Tom Waits pierces your heart when you least expect it. "Alice" immediately lulls you into a noir sea that seems straight out of Simenon's novels or perhaps from some smoky American metropolis, maybe Tom's own Los Angeles, and then the journey continues relentlessly, paced by the puffs of the train in "Everything You Can Think", heading towards Singapore (echoes of the masterpiece "Rain Dogs") and off-key accordions. Then there's a splendid, melancholic stop around "Flower's Grave", a ballad of the saddest Tom, and "No One Knows I'm Gone", a song of gray remoteness and solitude.

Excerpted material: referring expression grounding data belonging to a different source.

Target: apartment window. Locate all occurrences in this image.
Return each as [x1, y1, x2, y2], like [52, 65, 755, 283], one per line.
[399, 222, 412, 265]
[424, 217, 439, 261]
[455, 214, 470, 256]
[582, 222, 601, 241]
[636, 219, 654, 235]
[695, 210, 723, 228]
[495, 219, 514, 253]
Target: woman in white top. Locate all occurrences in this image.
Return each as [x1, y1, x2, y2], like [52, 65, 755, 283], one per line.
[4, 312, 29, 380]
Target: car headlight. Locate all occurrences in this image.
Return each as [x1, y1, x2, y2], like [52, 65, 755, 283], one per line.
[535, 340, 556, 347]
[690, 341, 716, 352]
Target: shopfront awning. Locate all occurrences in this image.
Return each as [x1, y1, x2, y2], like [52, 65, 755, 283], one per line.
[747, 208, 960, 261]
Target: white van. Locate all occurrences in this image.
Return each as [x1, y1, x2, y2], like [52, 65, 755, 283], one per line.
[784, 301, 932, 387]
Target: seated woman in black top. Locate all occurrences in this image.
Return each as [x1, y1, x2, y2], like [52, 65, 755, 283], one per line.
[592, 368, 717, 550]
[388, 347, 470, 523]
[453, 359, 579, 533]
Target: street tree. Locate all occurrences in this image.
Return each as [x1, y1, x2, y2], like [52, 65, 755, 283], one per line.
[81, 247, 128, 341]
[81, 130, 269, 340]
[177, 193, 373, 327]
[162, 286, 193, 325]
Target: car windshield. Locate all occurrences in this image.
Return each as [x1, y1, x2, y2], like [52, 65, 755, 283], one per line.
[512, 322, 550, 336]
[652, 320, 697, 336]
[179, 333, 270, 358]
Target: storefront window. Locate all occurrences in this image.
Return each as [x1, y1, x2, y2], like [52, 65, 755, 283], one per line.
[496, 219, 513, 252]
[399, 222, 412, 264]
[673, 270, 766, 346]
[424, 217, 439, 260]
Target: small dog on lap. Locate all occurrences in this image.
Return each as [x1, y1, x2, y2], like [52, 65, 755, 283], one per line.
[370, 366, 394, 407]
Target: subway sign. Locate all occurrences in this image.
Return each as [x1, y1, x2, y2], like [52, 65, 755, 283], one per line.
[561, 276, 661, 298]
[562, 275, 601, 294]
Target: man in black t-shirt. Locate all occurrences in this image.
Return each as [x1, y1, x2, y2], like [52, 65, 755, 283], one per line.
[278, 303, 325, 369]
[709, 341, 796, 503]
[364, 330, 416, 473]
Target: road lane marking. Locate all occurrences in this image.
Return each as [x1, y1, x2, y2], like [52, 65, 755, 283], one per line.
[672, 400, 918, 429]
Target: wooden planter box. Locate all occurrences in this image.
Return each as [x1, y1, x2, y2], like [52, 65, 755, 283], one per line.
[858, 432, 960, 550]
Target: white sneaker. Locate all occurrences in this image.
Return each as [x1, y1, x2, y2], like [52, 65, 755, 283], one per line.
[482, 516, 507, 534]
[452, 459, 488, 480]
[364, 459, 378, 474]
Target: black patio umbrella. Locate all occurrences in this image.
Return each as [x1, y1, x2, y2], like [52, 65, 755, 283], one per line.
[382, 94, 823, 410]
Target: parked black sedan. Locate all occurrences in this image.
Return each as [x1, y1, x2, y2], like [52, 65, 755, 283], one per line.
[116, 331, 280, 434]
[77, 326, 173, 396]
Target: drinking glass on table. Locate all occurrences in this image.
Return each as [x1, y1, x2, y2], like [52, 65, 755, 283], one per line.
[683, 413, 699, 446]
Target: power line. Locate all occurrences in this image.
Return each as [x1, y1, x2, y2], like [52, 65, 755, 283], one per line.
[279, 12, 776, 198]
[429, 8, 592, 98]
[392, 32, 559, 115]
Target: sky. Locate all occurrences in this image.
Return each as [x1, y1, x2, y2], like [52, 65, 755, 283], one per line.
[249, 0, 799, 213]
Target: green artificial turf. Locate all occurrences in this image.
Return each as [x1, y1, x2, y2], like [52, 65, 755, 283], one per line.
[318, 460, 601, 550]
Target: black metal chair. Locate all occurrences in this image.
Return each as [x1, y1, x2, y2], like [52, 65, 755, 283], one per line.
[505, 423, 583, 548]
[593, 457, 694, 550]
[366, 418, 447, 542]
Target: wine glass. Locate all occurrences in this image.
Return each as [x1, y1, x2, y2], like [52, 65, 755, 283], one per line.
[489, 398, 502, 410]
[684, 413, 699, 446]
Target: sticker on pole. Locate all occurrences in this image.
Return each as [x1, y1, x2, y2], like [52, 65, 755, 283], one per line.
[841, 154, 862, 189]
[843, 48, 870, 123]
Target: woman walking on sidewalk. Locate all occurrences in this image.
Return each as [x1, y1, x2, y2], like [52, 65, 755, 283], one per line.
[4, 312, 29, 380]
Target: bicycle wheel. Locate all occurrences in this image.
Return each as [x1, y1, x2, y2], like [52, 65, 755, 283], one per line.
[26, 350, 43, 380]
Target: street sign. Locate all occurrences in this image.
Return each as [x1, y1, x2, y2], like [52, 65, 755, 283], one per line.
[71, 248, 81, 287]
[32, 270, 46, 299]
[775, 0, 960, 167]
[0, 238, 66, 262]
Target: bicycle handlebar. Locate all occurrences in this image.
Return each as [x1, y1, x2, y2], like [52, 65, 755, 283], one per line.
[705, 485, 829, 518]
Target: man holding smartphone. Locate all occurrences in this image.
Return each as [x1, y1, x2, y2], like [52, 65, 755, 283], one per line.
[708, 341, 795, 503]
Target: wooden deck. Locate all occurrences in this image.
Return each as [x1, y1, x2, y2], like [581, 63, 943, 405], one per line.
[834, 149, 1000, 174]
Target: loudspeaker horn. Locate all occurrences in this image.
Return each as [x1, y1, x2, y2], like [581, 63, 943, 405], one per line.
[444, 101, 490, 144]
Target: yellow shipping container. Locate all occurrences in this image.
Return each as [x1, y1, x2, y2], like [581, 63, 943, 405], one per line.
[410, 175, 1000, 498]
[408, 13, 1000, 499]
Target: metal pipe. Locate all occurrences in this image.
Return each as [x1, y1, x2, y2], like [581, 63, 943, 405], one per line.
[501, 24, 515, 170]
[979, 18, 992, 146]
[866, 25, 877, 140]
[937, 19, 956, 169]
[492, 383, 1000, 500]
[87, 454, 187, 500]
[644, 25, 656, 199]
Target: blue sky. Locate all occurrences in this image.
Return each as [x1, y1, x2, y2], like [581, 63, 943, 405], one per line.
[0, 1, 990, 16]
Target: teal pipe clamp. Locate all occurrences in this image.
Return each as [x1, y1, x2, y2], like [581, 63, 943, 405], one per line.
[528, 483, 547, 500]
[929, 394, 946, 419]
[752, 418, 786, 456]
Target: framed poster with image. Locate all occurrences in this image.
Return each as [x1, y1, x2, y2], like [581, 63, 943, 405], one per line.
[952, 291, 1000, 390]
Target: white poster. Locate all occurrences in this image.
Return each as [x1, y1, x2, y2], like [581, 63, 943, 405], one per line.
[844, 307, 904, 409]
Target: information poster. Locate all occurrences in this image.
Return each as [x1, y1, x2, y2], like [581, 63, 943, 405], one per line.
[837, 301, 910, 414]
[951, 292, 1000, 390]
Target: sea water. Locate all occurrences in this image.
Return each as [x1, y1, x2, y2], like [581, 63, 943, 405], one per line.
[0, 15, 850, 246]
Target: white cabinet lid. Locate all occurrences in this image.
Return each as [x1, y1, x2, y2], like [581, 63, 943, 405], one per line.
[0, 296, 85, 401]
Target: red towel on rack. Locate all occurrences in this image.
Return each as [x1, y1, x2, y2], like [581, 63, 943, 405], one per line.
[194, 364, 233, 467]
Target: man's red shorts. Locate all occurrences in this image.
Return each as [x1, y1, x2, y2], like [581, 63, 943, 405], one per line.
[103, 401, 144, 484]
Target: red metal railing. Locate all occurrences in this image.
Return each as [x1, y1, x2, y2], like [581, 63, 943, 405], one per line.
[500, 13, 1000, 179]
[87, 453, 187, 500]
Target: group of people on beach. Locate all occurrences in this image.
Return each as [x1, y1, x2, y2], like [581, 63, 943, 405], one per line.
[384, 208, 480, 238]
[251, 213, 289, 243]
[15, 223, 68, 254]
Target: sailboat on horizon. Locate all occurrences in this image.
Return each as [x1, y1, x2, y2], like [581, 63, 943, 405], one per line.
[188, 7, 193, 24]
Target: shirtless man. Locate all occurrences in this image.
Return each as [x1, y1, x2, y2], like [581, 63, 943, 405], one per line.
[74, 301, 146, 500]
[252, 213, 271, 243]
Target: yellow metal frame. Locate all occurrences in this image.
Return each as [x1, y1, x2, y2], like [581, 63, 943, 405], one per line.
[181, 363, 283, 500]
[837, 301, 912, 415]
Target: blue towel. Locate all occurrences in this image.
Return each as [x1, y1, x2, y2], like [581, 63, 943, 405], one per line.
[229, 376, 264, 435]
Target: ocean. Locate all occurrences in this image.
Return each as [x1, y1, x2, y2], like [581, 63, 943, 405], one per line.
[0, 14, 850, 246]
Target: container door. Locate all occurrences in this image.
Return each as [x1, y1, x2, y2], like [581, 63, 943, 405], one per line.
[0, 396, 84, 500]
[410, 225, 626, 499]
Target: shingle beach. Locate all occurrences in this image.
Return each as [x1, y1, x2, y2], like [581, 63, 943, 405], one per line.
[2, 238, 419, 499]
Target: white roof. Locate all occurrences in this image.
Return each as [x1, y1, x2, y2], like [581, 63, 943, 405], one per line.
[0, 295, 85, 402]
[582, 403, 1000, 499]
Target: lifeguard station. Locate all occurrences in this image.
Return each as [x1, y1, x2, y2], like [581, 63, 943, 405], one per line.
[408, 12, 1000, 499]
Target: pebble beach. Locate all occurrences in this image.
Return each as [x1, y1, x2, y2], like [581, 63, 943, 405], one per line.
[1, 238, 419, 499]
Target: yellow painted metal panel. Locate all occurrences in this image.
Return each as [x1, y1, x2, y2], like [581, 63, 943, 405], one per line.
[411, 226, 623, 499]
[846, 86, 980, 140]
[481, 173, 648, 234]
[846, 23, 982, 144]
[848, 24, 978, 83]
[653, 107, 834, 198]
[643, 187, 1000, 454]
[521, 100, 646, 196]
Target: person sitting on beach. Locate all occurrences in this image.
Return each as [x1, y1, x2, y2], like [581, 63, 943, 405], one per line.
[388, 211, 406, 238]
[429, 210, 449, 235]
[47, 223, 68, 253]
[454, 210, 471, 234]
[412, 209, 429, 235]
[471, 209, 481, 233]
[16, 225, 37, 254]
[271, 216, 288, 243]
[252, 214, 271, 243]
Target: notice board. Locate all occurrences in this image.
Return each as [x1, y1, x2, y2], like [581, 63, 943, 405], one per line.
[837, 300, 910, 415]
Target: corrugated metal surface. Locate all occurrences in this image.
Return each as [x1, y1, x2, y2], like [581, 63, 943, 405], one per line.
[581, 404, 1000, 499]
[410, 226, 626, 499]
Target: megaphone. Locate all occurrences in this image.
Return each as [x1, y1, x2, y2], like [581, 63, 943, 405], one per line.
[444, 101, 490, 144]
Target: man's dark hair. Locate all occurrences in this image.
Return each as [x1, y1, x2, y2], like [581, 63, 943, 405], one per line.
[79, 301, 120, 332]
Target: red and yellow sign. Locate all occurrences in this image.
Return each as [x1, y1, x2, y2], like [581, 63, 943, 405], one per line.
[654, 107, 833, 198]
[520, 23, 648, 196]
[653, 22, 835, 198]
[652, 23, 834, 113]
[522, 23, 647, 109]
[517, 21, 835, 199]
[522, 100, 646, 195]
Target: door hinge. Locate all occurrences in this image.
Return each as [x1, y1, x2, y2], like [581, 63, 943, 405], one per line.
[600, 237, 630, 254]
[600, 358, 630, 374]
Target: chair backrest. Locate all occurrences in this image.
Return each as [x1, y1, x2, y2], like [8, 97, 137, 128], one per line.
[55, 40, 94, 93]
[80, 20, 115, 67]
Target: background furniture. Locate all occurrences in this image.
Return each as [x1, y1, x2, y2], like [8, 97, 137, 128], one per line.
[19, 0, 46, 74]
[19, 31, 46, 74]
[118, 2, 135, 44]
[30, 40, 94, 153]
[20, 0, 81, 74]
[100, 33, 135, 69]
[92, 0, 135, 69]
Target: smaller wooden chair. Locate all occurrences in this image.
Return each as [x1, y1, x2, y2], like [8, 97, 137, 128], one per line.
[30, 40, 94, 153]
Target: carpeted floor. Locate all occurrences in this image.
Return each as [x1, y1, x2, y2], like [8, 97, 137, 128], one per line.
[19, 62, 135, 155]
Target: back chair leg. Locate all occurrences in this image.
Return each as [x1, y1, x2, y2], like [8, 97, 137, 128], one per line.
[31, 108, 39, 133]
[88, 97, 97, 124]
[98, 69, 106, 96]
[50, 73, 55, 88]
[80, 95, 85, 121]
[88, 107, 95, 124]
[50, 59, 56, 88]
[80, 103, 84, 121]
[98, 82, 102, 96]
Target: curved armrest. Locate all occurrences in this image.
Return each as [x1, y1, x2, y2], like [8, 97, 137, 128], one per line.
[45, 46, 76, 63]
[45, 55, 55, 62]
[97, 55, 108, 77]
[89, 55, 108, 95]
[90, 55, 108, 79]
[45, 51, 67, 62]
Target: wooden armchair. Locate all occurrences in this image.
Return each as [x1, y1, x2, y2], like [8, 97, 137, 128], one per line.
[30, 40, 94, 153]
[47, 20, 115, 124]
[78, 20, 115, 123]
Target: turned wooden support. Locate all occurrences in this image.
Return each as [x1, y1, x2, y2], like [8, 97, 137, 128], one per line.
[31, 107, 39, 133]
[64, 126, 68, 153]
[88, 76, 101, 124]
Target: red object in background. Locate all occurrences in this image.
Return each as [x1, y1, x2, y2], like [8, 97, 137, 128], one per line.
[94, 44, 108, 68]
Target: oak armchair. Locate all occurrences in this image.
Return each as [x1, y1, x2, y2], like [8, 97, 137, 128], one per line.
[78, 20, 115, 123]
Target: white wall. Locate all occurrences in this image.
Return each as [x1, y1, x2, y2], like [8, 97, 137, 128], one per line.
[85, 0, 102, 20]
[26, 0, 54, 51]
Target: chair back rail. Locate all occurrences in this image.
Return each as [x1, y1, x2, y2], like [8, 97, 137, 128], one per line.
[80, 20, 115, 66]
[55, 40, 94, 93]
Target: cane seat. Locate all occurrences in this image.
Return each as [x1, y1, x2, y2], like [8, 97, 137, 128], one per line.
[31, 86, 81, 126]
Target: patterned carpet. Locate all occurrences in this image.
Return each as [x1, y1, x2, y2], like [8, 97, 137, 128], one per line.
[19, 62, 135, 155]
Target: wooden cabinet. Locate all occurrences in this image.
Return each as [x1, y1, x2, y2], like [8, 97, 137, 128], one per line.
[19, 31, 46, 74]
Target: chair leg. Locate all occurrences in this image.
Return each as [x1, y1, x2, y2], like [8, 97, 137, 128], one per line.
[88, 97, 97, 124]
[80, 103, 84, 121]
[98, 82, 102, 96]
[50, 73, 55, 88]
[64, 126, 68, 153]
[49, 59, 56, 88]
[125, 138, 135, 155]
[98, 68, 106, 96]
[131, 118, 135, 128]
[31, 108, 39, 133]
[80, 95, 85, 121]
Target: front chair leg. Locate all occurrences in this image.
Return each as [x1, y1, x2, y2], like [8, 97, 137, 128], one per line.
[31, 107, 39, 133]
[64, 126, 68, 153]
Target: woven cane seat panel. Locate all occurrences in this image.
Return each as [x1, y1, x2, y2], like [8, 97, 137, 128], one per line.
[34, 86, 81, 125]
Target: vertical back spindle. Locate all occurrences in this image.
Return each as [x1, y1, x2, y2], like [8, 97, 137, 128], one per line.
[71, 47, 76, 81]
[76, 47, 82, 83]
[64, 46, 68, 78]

You set off again with the Brechtian schizophrenia of "Kommienezuspadt", so harsh that it's almost annoying, leading to the imaginative masterpiece (read the lyrics please) of "Poor Edward", one of those songs that no one could have written except Tom. The list could go on, but it wouldn't capture the theatrical effectiveness, because these are songs for the theater, and of course, the musicality that Tom Waits knows how to express. Instead, the journey continues through the "blues" story of "Table Top Joe", the recital of "Watch her disappear" etcetera etcetera, up to "Fawn".
If the journey interests you, you just need to sit back and let yourself be lulled. The train is about to depart. . . . . . . .
Alice is a jewel absolutely worthy of his catalog.
I'm still here, a very brief sketch that in less than two minutes says everything that needs to be said with touching delicacy and grace.